« Je voudrais montrer à mes élèves qu’ils ont le droit de changer le monde à leur manière »

Rencontre avec Victor Malzac, normalien en lettres et futur enseignant

Étudiant en 4e année de littérature, Victor Malzac prépare actuellement l’agrégation de lettres modernes et publiera son deuxième recueil de poésie en novembre 2021. Retour sur le parcours de ce futur enseignant qui, tenté un temps par les mathématiques, a trouvé sa voie dans le tumulte des mots.
Victor Malzac © Frédéric Albert
Victor Malzac © Frédéric Albert

En octobre, Victor Malzac remportait le Prix de poésie de la Vocation initié par la Fondation Marcel Bleustein-Blanchet pour son recueil Dans l’herbe, qui paraîtra en novembre 2021 aux éditions Cheyne. Et le normalien de 22 ans n’en est pas à son premier ouvrage. En 2020, il publiait Respire aux Éditions de la Crypte, ouvrage lui aussi primé. Depuis 2015, il contribue à de nombreuses revues littéraires, parmi lesquelles Arpa, Recours au poème, Place de la Sorbonne, ou encore Les Cahiers Tristan Corbière, pour n’en citer que quelques-unes. Nourri par les mots, Victor rêve de transmettre sa passion aux plus jeunes et prépare aujourd’hui l’agrégation de lettres modernes.

« Je me suis mis à oser ce que j’avais toujours voulu faire »

S’il a trouvé sa voie, il est difficile d’imaginer que ce normalien en 4e année de littérature ait failli se tourner vers des études d’économie. Originaire de Saint-Georges d'Orques, une petite ville en bordure de Montpellier, Victor s’oriente après le Bac vers une classe de première scientifique, spécialité mathématiques : « j’aimais les maths, un peu les langues, mais guère plus, je ne portais pas un intérêt massif pour les cours et j’étais moyen dans les matières littéraires, surtout en histoire » admet le normalien. « Les professeurs m’ont donc conseillé de poursuivre une classe préparatoire économique. » Sur la liste d’attente d’une prestigieuse prépa économique et commerciale, il est admis en parallèle en hypokhâgne au lycée Joffre de Montpellier. « Cette dernière option, même si je ne savais pas vraiment à quoi m’attendre, résonnait comme une évidence » se souvient-il. « Sans écouter mes enseignants, j’ai fait ce choix seul et me suis mis à lire, à oser faire ce que j’avais toujours voulu faire ». D’abord inquiets face à cette voie qu’ils connaissent peu, les parents de Victor le soutiennent et sont rassurés  très vite : « nous n’avions qu’une très vague idée de ce qu’était l’ENS, la préparation aux concours, le monde des lettres classiques… » explique-t-il.

Comme ses proches, l’étudiant ignorait tout de l’École avant son entrée en khâgne.
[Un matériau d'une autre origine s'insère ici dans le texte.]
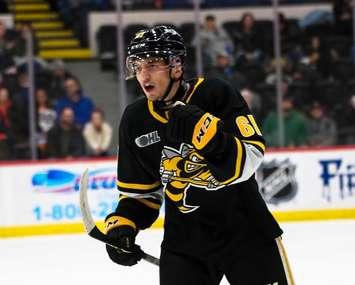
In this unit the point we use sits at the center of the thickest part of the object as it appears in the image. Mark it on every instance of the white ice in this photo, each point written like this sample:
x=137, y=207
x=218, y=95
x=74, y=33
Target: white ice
x=320, y=253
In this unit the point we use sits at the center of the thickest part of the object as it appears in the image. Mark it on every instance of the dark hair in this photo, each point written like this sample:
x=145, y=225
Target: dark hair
x=210, y=17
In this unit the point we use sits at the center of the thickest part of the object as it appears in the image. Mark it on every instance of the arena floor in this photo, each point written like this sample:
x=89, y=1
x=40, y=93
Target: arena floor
x=320, y=253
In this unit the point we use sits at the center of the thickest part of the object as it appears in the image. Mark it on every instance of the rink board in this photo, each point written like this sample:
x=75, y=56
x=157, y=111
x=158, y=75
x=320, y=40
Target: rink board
x=42, y=197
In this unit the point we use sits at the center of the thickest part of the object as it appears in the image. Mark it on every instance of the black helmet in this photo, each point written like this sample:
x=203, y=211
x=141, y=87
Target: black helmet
x=157, y=42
Il y avait bien cette grand-mère, professeur de lettres à la retraite, que Victor côtoyait peu. « La seule vraiment familière avec le milieu littéraire » qui connaissait l’établissement explique-t-il. « Il y a son spectre quelque part, c’est tout. C’était une femme qui devait se sentir très seule et je pense qu’elle aurait été fière de moi autant que les autres membres de ma famille. »
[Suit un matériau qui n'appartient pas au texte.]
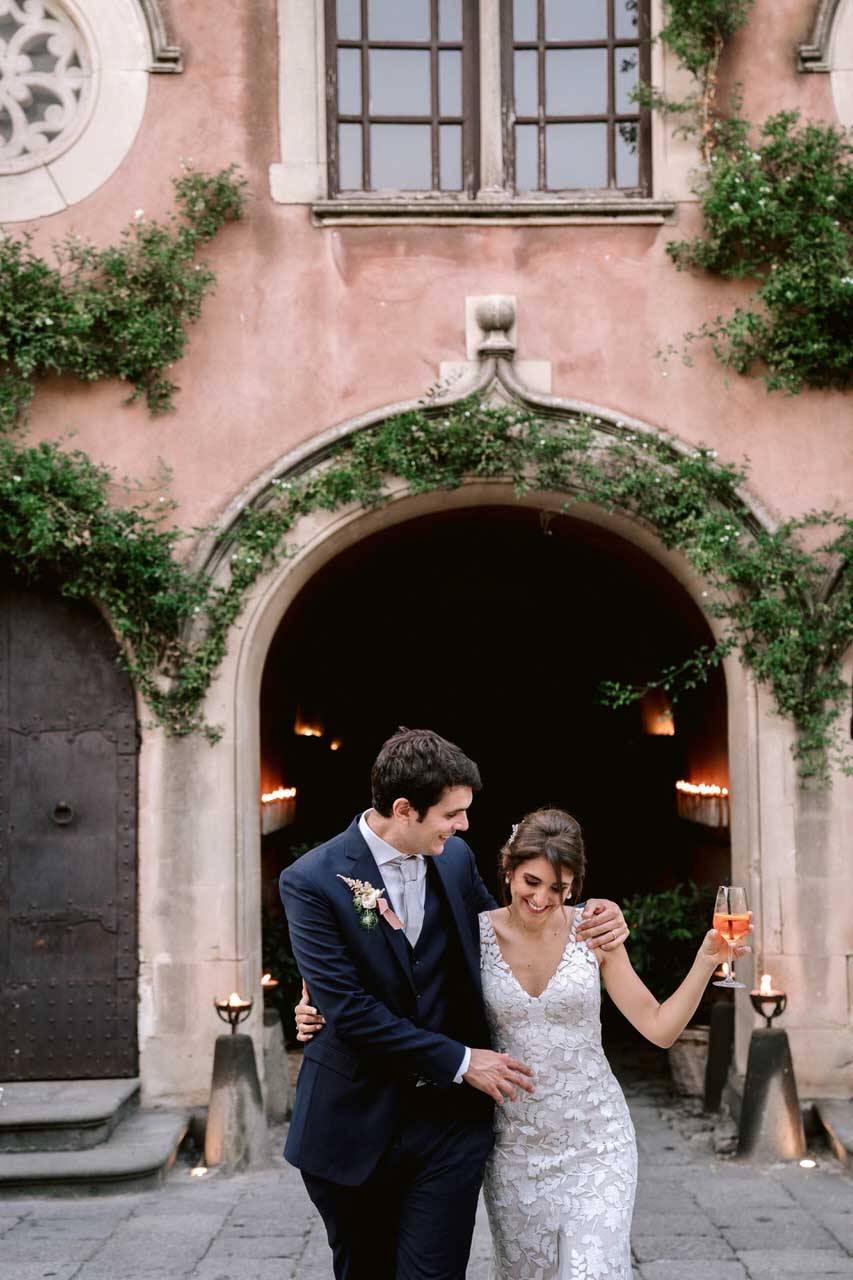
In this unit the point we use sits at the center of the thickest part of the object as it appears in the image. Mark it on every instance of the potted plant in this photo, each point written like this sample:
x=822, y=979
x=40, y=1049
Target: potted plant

Victor intègre l’École normale supérieure en 2018, guidé par ses enseignants, dont Luc Verrier, son professeur d’anglais. « L’ENS est la voie idéale pour une carrière dans l’enseignement ou la recherche. » explique le normalien, qui depuis toujours se rêve enseignant. « Il y a une richesse et une exigence des cours proposés inégalées, l’immense bibliothèque, un confort matériel aussi et le désir d’habiter Paris. Ce genre d’évidences-là », énumère-t-il.
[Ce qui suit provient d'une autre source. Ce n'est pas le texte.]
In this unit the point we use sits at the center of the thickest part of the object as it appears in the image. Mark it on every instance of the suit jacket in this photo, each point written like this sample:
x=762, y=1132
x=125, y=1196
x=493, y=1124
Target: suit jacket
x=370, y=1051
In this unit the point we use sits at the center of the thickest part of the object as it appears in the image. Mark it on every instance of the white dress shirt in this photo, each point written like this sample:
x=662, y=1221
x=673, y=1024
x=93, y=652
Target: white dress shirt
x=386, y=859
Paradoxalement, il estime qu’avoir tardivement connu l’École a été bénéfique à sa préparation du concours d’entrée : « J’ai envisagé l’ENS comme quelque chose de possible, je n’ai pas eu peur d’intégrer l’école puisque je n’en savais pas les exigences avant d’entrer en khâgne », se rappelle-t-il. « Mais familier ou pas avec l’École normale, ce qui compte lorsqu’on tente le concours, c’est d’oser être soi, apprendre à parler et à avoir ses idées », conseille le normalien. « Comprendre aussi qu’il n’y a que dans la contrainte que l’on crée, que l’on s’alimente. Le concours n’est pas quelque chose de naturel, ça se travaille, il y a un cahier des charges. Dans ce travail, une place pour la créativité est possible, mais seulement une fois les exigences remplies, c’est normal. Après cet effort, la vie est plus vivable en général, on s’apprivoise, on ose davantage », tempère-t-il.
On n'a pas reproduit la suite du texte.